The addition of annual depression and alcohol screenings to Medicare's package of preventive benefits will improve the ability of primary care physicians to address the mental health needs of their patients, APA Medical Director James H. Scully Jr., M.D., said in a letter to the Centers for Medicare and Medicaid Services (CMS) in August.

Scully noted in his comments on CMS's new proposals that many individuals with mental health concerns initially seek treatment from their primary care physician due to continued inequities in insurance coverage or the still pervasive stigma associated with mental illness and its treatment.

"APA strongly endorses these proposed annual screenings," said Julie Clements, deputy director for regulatory affairs in APA's Department of Government Relations. "They empower primary care providers to play a more active role in the diagnosis and treatment of mental health and substance use disorders."

In mid-July, CMS released two memorandums related to the health care of Medicare beneficiaries, the first of which proposed annual depression screenings in primary care settings that have "staff-assisted depression-care supports" in place to assure accurate diagnosis, effective treatment, and follow-up. CMS defines these supports as consisting, at minimum, of on-site staff who can advise the physician of screening results and who can facilitate and coordinate referrals to mental health treatment.

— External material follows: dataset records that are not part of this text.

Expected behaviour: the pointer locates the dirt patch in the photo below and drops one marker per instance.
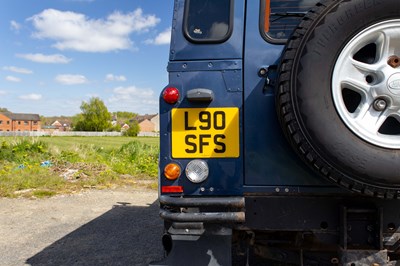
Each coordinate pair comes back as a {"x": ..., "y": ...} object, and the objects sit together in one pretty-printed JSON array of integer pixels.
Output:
[{"x": 96, "y": 227}]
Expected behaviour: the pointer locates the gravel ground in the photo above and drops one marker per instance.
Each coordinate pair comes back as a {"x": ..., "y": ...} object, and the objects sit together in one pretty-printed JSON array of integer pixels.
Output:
[{"x": 107, "y": 227}]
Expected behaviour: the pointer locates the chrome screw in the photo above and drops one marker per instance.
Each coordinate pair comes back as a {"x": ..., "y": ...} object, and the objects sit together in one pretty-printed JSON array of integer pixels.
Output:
[{"x": 380, "y": 104}]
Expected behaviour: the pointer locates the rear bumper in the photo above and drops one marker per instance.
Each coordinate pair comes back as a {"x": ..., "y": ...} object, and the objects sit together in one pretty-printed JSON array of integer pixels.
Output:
[{"x": 204, "y": 209}]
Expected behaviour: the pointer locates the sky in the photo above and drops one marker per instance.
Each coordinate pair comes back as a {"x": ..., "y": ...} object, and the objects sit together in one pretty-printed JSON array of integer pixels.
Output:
[{"x": 55, "y": 54}]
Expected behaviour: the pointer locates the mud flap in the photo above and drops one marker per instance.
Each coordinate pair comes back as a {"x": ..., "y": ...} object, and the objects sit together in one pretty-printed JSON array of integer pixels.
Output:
[
  {"x": 212, "y": 247},
  {"x": 365, "y": 258}
]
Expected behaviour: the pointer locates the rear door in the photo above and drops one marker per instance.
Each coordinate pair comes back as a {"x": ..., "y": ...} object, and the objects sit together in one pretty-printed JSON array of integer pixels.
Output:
[{"x": 206, "y": 67}]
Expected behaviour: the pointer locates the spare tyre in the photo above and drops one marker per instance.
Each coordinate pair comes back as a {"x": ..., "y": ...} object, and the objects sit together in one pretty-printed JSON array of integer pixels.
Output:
[{"x": 338, "y": 97}]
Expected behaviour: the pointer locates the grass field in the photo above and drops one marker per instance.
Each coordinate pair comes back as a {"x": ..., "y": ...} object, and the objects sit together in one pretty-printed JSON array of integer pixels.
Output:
[{"x": 45, "y": 166}]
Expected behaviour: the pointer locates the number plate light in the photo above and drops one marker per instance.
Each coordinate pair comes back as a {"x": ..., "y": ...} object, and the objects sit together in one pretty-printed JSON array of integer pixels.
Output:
[{"x": 197, "y": 171}]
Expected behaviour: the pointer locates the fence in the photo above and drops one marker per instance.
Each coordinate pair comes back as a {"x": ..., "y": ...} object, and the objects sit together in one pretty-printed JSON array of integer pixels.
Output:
[{"x": 58, "y": 133}]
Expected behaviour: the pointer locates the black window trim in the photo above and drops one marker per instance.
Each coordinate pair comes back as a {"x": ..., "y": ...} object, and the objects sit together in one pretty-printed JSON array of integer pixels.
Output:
[
  {"x": 205, "y": 41},
  {"x": 262, "y": 29}
]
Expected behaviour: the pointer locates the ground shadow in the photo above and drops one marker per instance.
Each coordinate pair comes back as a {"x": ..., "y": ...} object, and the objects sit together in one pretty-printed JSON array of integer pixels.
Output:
[{"x": 125, "y": 235}]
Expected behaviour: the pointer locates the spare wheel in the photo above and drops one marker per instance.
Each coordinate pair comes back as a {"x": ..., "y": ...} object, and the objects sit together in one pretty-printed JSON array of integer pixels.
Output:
[{"x": 338, "y": 97}]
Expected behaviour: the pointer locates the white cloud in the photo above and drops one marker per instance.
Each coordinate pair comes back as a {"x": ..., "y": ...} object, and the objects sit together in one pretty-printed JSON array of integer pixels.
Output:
[
  {"x": 13, "y": 79},
  {"x": 18, "y": 70},
  {"x": 15, "y": 26},
  {"x": 161, "y": 39},
  {"x": 75, "y": 31},
  {"x": 112, "y": 77},
  {"x": 49, "y": 59},
  {"x": 133, "y": 99},
  {"x": 68, "y": 79},
  {"x": 32, "y": 96},
  {"x": 131, "y": 93}
]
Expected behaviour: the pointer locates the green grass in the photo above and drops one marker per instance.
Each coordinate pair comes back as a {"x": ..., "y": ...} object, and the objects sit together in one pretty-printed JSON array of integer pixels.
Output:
[{"x": 74, "y": 163}]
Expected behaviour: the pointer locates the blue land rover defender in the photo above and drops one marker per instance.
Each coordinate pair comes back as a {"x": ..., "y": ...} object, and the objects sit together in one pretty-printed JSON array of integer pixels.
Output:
[{"x": 280, "y": 133}]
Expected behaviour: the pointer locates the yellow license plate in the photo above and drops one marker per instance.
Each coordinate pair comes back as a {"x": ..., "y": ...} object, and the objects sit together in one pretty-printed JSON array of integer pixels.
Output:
[{"x": 205, "y": 132}]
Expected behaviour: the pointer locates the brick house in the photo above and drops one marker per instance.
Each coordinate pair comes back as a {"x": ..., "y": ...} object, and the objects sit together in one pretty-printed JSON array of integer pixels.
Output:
[{"x": 19, "y": 122}]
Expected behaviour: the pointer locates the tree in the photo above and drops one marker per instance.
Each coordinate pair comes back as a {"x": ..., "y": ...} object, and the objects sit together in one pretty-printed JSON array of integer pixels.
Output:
[
  {"x": 94, "y": 116},
  {"x": 133, "y": 129}
]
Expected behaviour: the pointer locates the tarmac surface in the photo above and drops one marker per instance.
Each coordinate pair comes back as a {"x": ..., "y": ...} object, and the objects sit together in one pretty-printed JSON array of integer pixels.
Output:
[{"x": 96, "y": 227}]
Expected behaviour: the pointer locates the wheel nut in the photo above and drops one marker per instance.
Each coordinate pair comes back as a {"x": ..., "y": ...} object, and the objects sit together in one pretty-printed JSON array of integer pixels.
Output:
[
  {"x": 394, "y": 61},
  {"x": 380, "y": 104}
]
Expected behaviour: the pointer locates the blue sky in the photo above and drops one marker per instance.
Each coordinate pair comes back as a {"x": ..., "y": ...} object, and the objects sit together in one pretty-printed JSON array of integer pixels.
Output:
[{"x": 54, "y": 54}]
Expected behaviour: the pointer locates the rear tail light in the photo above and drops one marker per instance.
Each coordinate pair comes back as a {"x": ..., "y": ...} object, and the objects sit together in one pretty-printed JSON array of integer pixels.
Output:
[
  {"x": 172, "y": 171},
  {"x": 171, "y": 95},
  {"x": 197, "y": 171}
]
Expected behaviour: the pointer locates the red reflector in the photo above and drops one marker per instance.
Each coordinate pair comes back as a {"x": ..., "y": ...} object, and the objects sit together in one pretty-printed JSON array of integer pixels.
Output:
[
  {"x": 171, "y": 189},
  {"x": 171, "y": 95}
]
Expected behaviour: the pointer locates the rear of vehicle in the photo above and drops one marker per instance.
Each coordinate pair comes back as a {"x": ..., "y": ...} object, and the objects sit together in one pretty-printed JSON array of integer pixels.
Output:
[{"x": 267, "y": 153}]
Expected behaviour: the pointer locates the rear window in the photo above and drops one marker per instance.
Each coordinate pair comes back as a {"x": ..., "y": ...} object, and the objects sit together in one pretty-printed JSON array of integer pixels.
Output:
[
  {"x": 280, "y": 17},
  {"x": 208, "y": 20}
]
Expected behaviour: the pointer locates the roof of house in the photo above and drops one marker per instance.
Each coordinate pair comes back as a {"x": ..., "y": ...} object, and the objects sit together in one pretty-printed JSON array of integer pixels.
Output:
[
  {"x": 22, "y": 117},
  {"x": 141, "y": 118}
]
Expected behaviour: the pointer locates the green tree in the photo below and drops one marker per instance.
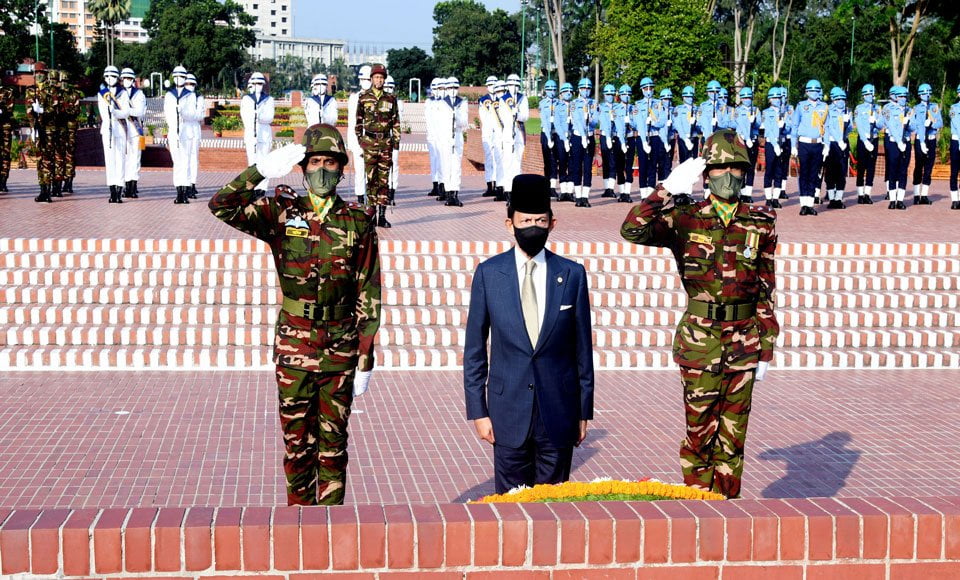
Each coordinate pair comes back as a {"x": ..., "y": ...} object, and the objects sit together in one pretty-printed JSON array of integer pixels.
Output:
[
  {"x": 408, "y": 63},
  {"x": 110, "y": 13},
  {"x": 206, "y": 36},
  {"x": 470, "y": 42},
  {"x": 668, "y": 40}
]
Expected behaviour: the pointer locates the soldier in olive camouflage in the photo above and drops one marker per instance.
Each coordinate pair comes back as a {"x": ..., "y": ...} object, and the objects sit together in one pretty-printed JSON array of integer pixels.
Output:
[
  {"x": 378, "y": 132},
  {"x": 727, "y": 270},
  {"x": 327, "y": 258},
  {"x": 7, "y": 126}
]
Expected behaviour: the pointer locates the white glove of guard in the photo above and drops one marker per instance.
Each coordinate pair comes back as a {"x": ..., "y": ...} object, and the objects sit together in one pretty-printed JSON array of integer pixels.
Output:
[
  {"x": 762, "y": 367},
  {"x": 683, "y": 176},
  {"x": 361, "y": 382},
  {"x": 280, "y": 161}
]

In his letter to CMS, Scully emphasized the importance of psychiatric consultation following any positive depression screenings and called on the agency to ensure "appropriate" reimbursement of primary care physicians who conduct screenings, discuss results with patients, and make referrals for mental health care. Scully's letter also incorporated previous regulatory comments on depression screenings submitted by APA in March. Those comments included the recommendation that Medicare beneficiaries be screened annually for depression regardless of whether staff-assisted care supports are in place, with individuals screening positive provided referrals to other physicians capable of conducting complete evaluations.

CMS's second memo proposed inclusion in Medicare preventive services of annual alcohol screenings followed by up to four brief, in-person counseling sessions a year for individuals screening positive.

The agency specified that these screenings would be made available to beneficiaries who misuse alcohol (including pregnant women), "but whose levels or patterns of alcohol consumption do not meet criteria for alcohol dependence."

Scully said that APA endorses this proposal too, noting that APA members believe the availability of screening and counseling will particularly benefit high-risk drinkers who often do not satisfy the criteria for receiving substance abuse services but would likely be responsive to brief interventions by primary care physicians. Additionally, Scully said that APA "strongly" urges CMS to cover only those alcohol screenings that use a structured screening test. Scully also asked for clarity on how primary care physicians will be reimbursed for any needed alcohol-related counseling sessions.